From: Ricky Beam (jfbeam@bluetopia.net)
Date: Mon Oct 23 2000 - 14:53:09 EST


On 23 Oct 2000, Patrick J. LoPresti wrote:
>Ulrich Drepper <drepper@redhat.com> writes:
>> If anything has to be changed it's (as suggested) the configuration
>> or even the implementation of syslogd. Make it robust.
>
>OK, but my current syslogd only listens to /dev/log as a SOCK_DGRAM.
>If I wanted reliable syslogging, it would be listening on it as a
>SOCK_STREAM. Maybe I care more about performance and backwards
>compatibility than reliable syslogging. But whatever my reasons, my
>connection to syslogd is already unreliable and therefore *should not
>block*.

You obviously don't understand the communication channel being used.
"/dev/log" is a UNIX DOMAIN SOCKET -- AF_UNIX. Datagrams are unreliable
for _IP_ (AF_INET). Traffic on an AF_UNIX socket is always reliable.

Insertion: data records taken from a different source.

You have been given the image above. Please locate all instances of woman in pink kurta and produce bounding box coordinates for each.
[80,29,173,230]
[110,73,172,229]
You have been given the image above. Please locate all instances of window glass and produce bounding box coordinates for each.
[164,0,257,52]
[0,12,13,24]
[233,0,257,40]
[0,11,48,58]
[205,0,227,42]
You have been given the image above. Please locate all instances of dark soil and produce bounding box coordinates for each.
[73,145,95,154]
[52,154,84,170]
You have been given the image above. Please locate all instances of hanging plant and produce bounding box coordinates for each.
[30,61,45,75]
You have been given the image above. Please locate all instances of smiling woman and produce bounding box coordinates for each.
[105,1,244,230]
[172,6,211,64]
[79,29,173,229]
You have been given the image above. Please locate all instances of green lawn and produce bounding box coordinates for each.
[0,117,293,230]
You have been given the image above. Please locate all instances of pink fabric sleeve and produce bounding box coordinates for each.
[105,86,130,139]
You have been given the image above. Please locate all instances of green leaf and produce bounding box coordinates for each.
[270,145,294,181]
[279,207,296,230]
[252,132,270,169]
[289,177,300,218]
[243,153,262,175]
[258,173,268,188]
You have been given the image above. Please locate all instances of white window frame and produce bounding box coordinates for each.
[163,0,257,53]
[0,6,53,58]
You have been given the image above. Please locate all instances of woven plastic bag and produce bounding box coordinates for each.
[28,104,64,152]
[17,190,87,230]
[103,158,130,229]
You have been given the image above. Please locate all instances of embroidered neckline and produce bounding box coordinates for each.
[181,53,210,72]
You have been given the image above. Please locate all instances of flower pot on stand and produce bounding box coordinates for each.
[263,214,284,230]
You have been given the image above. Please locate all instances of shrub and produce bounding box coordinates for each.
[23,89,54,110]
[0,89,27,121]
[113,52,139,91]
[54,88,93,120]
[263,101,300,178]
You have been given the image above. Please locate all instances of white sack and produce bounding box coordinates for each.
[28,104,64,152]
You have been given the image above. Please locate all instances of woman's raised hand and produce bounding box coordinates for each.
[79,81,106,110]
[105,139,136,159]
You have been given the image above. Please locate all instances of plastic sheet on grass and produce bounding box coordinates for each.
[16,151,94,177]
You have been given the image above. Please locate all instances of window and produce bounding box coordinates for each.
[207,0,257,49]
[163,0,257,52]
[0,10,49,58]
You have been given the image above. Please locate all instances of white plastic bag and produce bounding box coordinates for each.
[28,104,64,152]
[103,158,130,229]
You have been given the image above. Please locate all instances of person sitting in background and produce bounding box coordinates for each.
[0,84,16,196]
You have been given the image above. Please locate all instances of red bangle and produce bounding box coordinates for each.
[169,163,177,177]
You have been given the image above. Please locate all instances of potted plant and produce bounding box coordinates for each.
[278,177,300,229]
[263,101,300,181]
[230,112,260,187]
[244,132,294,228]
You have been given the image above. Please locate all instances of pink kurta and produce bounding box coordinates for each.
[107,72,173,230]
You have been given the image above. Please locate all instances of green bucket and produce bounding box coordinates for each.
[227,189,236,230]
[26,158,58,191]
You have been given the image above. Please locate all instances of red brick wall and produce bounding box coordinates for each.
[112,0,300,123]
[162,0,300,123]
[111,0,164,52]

Ok, smarty, go change the syslogd source to open /dev/log as SOCK_STREAM
and watch it fail. (syslog wasn't invented yesturday.)

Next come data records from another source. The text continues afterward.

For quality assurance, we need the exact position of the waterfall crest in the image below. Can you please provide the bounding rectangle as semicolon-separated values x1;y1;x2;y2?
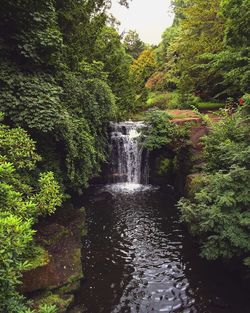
109;121;148;185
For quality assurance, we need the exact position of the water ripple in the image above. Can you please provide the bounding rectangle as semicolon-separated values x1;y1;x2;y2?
76;186;249;313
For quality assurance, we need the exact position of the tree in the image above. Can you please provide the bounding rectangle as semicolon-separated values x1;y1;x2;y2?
130;49;157;108
209;0;250;97
123;30;145;59
92;26;135;114
0;1;125;190
148;25;180;91
173;0;225;98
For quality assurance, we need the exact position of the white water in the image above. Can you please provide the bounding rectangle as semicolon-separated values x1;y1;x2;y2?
110;121;148;186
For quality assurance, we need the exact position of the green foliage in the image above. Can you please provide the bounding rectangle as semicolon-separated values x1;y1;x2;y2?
0;119;41;170
142;110;189;151
178;110;250;267
0;1;135;192
38;304;57;313
123;30;146;59
146;92;172;110
59;73;116;188
173;0;225;98
0;213;34;313
0;0;63;67
150;0;249;102
203;112;250;172
31;172;63;218
0;62;63;132
130;49;157;109
221;0;250;48
92;26;135;114
179;166;250;262
146;91;223;110
0;120;62;312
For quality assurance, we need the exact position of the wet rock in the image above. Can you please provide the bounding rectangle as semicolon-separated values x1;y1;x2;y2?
22;222;83;293
68;305;83;313
28;292;74;313
189;125;209;151
22;205;85;313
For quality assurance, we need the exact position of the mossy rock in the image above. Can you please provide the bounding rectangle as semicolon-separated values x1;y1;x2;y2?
25;246;50;271
28;292;74;313
22;223;83;293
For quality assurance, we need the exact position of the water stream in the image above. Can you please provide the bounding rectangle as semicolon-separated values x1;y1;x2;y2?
74;122;248;313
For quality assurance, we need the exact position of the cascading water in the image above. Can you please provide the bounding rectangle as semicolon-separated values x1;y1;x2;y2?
109;121;148;185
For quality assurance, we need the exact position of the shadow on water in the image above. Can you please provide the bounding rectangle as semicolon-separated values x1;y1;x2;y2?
73;184;249;313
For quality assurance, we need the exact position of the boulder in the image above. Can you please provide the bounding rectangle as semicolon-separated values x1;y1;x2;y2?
22;205;85;313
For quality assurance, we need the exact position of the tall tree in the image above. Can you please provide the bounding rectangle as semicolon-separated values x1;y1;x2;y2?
92;26;135;114
173;0;225;98
123;30;145;59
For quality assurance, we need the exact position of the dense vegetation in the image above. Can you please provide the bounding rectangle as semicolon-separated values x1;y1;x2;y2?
0;0;249;311
135;0;250;273
141;110;189;151
178;105;250;269
0;116;62;312
0;0;134;311
133;0;250;111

I would suggest disabling name resolution for syslog, but that's an ugly
option. There's no way to stop a glibc system from doing a DNS query for
a reverse lookup. HOWEVER, you can set the DNS timeout to 1 second and
set the resolver options to prevent recursion (answer from cache only.)

--Ricky

PS: Technically, this is not a lockup. syslogd should eventually timeout
    waiting for the DNS query and go about it's business. Of course, that
    may be upwards of 45 seconds -- very annoying.